If we receive that I'd imagine we'd alert the user and navigate back to the login screen. (this is one of many examples of status we might receive)

Now, wanting to keep things DRY, that sort of logic feels like it should be in one place. Therein lies my question.

How should I go about modelling navigation that relies on (essentially) switch or if statements to tell us where to navigate to next without repeating that in every view.

Are there recognised patterns or techniques that someone could recommend?

Thanks

+2  A: 

I can't say about specific patterns or techniques, but it looks like you could navigate forward to the login page, not back, when the logon token has expired. If you do the same for all statuses, you will be able to code your status handling logic in one place and call it wherever needed.

Andréas Saudemont
+2  A: 

It sounds like you have a "state" (something you would switch on) followed by an action (where you would navigate to). There are a number of ways to handle it. One would be to create an INavigationService that exposes the NavigateTo(something) method, where something encapsulates the current state, and the method returns the next state. Perhaps that method would also perform the page swapping itself.
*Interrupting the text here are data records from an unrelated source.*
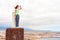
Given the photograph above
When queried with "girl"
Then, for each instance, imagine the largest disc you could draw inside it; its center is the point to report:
(16, 13)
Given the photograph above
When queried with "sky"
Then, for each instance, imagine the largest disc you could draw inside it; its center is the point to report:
(35, 14)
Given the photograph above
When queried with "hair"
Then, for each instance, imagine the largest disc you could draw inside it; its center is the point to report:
(16, 6)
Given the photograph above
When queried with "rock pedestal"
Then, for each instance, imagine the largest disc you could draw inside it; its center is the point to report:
(14, 34)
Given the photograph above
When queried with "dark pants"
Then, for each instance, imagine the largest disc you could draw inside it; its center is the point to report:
(17, 20)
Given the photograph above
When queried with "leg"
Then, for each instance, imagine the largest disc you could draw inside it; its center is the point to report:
(17, 20)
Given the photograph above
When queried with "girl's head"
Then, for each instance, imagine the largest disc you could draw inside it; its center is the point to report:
(18, 7)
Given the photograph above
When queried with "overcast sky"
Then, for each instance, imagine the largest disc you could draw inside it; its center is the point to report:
(35, 14)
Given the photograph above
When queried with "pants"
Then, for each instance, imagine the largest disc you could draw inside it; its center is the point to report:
(17, 20)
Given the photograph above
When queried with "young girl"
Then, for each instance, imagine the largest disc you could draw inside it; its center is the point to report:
(16, 13)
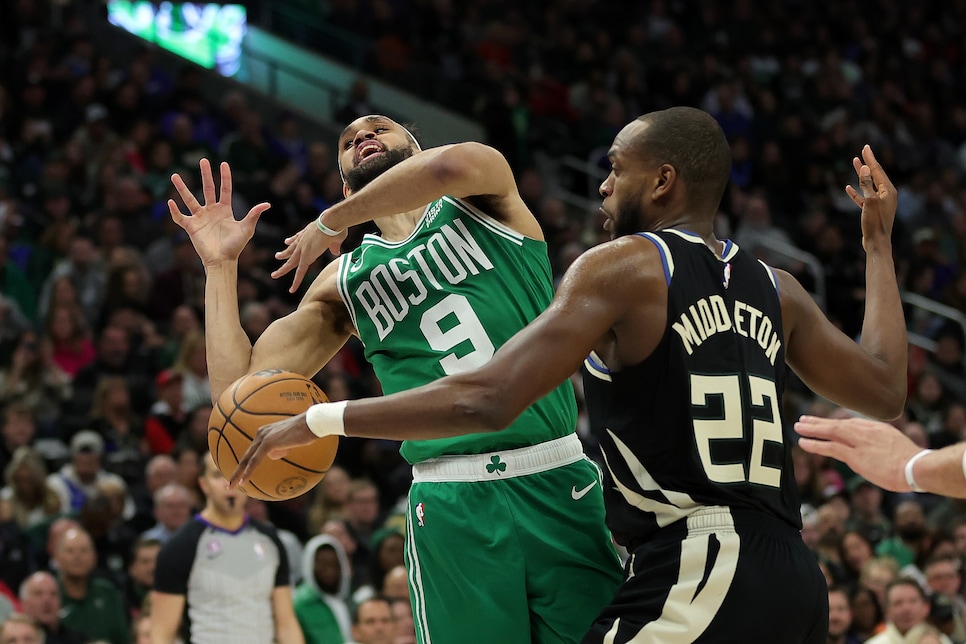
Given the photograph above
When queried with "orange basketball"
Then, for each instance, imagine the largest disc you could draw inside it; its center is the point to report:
(259, 399)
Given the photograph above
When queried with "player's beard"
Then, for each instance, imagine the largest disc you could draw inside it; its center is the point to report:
(359, 177)
(628, 217)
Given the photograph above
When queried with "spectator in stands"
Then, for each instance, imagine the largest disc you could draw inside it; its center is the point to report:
(91, 605)
(140, 575)
(943, 577)
(20, 629)
(907, 610)
(329, 498)
(112, 416)
(27, 498)
(167, 417)
(35, 380)
(40, 599)
(373, 623)
(115, 357)
(17, 431)
(910, 540)
(839, 617)
(86, 273)
(867, 616)
(79, 478)
(867, 517)
(172, 509)
(321, 600)
(191, 363)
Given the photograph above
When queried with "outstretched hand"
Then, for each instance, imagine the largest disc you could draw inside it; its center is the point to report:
(303, 248)
(874, 450)
(878, 200)
(214, 232)
(272, 441)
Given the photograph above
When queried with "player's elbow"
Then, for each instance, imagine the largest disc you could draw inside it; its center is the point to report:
(461, 169)
(486, 409)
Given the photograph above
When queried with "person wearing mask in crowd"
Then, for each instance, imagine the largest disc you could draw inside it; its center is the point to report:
(321, 600)
(40, 598)
(634, 305)
(462, 196)
(222, 577)
(91, 605)
(907, 610)
(21, 629)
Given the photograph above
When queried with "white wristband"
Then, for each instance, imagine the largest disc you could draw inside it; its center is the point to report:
(326, 419)
(910, 479)
(325, 229)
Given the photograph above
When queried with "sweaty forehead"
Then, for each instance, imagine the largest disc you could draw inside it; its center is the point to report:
(627, 139)
(371, 119)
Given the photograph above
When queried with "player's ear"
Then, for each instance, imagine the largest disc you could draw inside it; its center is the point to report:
(665, 181)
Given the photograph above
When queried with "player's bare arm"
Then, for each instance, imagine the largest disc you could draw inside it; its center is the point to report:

Another way might be to create an IEnumerable that drives the pages, which would make sense in an application driving forward but gets a little fuzzy when you are trying to manage the back button.

With the INavigate, you can push and pop pages (enqueue/dequeue) and then the login would get pushed to the top of the stack and do its thing, then pop the page to return to.

Jeremy Likness
That's great, thanks, I'll mock it up and give it a go.